Le precedenti indagini, coordinate dal procuratore aggiunto Ilda Boccassini e dai pm Paolo Storari e Alessandra Dolci, avevano al centro il clan Valle-Lampada, gia’ decimato nel luglio del 2010. Erano stati arrestati Giulio Lampada, ritenuto "il regista di tutte le operazioni" e il fratello Francesco, gestori di bar e locali, e veri e propri imprenditori nel settore dei giochi di azzardo, la moglie di quest’ultimo, Maria Valle (ai domiciliari), suo fratello Leonardo, il presidente delle misure di Prevenzione del Tribunale di Reggio Calabria, Vincenzo Giuseppe Giglio, il cugino medico Vincenzo, il consigliere regionale della Calabria Francesco Morelli (Pdl), l’avvocato Vincenzo Minasi, il maresciallo della Guardia di Finanza Luigi Mongelli e un ‘fedelissimo’, Raffaele Fermino.
Nell’ordinanza si facevano poi i nomi di due funzionari che "hanno mostrato di intrattenere relazioni di speciale privilegio e compiacenza con i Lampada": il direttore di un’agenzia Unicredit di Milano e quello di un’agenzia di Paullo del Credito Bergamasco.
Secondo quanto precisato, in mattinata, dalla Questura di Milano,
Cinque, in tutto, sarebbero - secondo quanto precisato dalla Questura di Milano - i destinatari delle custodie cautelari di questa nuova tranche dell’operazione della polizia contro il clan Lampada. Tra questi ci sono tre militari della Guardia di Finanza in servizio a Milano. L’accusa, per essi, sarebbe di corruzione. Gli altri due arrestati, secondo le prime informazioni, non sarebbero invece pubblici ufficiali ma semplici fiancheggiatori.
I tre finanzieri avrebbero percepito 40mila euro al mese dagli uomini della cosca per chiudere un occhio nei controlli. Ai tre militari, da quanto si e’ saputo, sono stati sequestrati beni per un totale di circa 720mila euro.
I tre finanzieri, accusati di corruzione, erano colleghi di Luigi Mongelli, maresciallo della Guardia di Finanza arrestato il 30 novembre scorso nella prima tranche dell’operazione.Secondo l’inchiesta coordinata dall’aggiunto Ilda Boccassini e dai pm Storari e Dolci, con ordinanza firmata dal gip Giuseppe Gennari, i militari si sarebbero fatti corrompere nella loro attività nel gruppo della finanza di via Valtellina, a Milano.

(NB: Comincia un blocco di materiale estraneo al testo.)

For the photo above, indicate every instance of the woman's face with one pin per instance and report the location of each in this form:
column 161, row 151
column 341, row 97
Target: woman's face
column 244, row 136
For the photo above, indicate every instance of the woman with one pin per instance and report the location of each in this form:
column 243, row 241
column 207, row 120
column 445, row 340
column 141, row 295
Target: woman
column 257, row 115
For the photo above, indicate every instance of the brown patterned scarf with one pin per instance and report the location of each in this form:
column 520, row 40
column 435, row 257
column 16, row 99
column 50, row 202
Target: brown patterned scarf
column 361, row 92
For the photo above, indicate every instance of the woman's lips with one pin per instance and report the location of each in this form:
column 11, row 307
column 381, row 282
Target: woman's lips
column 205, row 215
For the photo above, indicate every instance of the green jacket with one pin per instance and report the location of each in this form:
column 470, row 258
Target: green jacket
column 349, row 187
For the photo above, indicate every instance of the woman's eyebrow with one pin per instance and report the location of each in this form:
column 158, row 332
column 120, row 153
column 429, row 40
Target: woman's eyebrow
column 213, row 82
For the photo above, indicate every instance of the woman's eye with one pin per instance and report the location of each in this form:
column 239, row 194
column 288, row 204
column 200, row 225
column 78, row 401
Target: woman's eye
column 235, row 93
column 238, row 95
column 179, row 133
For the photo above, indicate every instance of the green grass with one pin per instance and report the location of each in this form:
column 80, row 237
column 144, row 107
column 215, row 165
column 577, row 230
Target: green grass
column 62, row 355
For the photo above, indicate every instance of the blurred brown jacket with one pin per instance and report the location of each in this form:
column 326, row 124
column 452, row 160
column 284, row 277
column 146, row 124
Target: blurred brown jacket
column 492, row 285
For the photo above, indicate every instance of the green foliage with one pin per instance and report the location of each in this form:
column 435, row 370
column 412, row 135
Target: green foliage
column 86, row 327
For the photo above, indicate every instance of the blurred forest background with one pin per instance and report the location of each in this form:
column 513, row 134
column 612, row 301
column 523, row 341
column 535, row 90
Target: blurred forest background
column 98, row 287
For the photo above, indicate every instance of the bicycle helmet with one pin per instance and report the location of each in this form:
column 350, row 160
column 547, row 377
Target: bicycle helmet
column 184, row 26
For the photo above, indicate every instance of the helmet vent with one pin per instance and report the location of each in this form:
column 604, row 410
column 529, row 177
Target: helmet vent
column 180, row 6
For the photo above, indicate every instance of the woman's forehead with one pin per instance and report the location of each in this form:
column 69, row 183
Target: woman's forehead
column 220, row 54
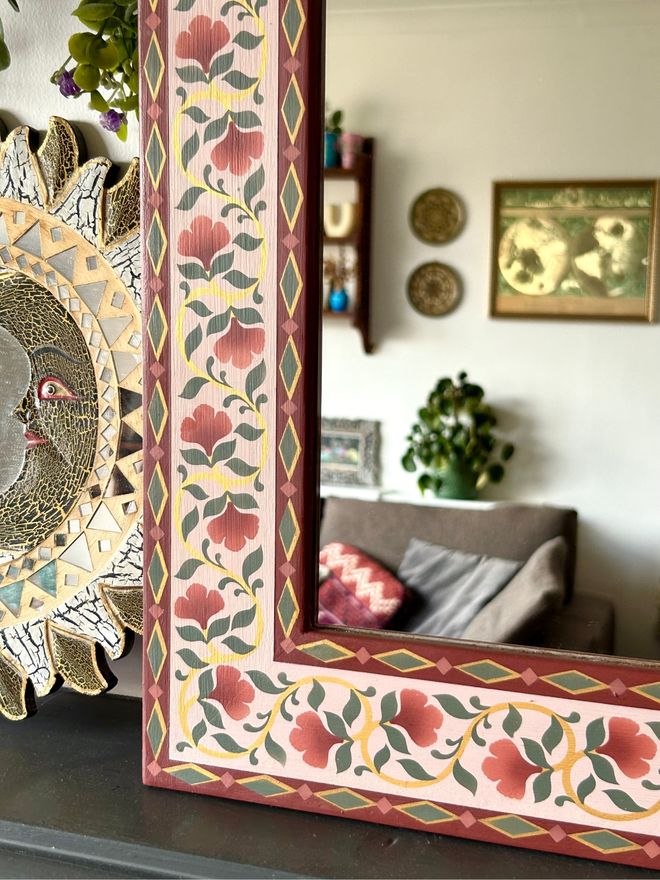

Tra le cinque persone destinatarie dell’ordinanza firmata dal gip di Milano Giuseppe Gennari c’é anche il direttore del lussuoso hotel Brun di Milano, accusato di favoreggiamento personale. Nell’ ambito delle indagini che nei mesi scorsi avevano già portato in carcere un avvocato, un politico e un magistrato calabrese, era emerso che il gip del Tribunale di Palmi Giancarlo Giusti, solo indagato, si faceva pagare viaggi ed escort dagli uomini del clan Lampada.
Nell’ambito della stessa inchiesta, è stato arrestato, invece, a Reggio Calabria con l’accusa di concorso esterno in associazione mafiosa anche Domenico Gattuso, ritenuto dagli inquirenti uno dei soci ‘chiave’ del clan dei Lampada. Gattuso sarà portato in carcere a Milano. L’uomo, secondo l’accusa, avrebbe aperto numerose società per conto dei Lampada, avrebbe gestito contatti istituzionali e avrebbe avuto un ruolo nella fuga di notizie riguardo a un’indagine della magistratura calabrese, la cosiddetta operazione ‘Meta’.